A Living Liturgy
Saint Therese of Lisieux, one of the most popular saints of the Church and patroness of the missions, once referred to her own monastic way of life as “heaven’s real portal.” The connection she saw between a monastery and heaven is perhaps nowhere more evident than in the nuns’ liturgy. Liturgy is embodied worship ordered toward sanctification and union with God. By introducing us into the ongoing praise of the Holy Trinity, liturgy lets us enter into the life of heaven, here and now.
How does this heavenly life of liturgy work out day to day in the monastery? Our Constitutions explain that “the solemn celebration of the liturgy is the heart of our whole life and the chief source of its unity” (75). The emphasis this text places on the liturgy’s unifying character is key.
All the nuns are obliged to participate at the Mass and recite the divine office together. The profound and intimate union with Christ that we experience every morning at Mass is extended throughout the day by the recitation of the psalter. Bells call us back to the chapel multiple times a day to intercede on behalf of the whole Church in prayers of praise and petition. The transformation this liturgy works in us personally—both in body and soul—flows into other aspects of our life including work, study, and recreation.
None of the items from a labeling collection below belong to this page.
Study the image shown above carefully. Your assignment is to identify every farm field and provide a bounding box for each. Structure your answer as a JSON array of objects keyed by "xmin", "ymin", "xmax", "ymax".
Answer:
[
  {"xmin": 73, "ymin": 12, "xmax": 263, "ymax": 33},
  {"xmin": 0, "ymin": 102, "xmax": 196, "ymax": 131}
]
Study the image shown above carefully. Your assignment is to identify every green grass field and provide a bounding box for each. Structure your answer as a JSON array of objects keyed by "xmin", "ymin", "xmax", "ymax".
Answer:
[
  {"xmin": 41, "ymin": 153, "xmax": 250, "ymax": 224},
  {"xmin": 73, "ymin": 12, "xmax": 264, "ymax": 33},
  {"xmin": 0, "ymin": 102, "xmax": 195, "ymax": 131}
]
Liturgy not only draws the whole community together in prayer, it also unites us to the Church as a whole. One document from Vatican II teaches that “members of any institute dedicated to acquiring perfection who, according to their constitutions, are to recite any parts of the Divine Office are thereby performing the public prayer of the Church” (Sacrosanctum Concilium, 4). In other words, by praying the divine office, Dominican nuns have the privilege of fulfilling the duty of the Church as she stands before the eternal Father.
That’s why a liturgical life is not unlike standing on the front step of God’s own house, as St. Therese put it. And just like that other threshold of heaven, Purgatory, this kind of life is purifying. Which raises the question: why wait to offer yourself to the cleansing power of divine love? By entering into a liturgical life for the glory of God, we anticipate entering his house.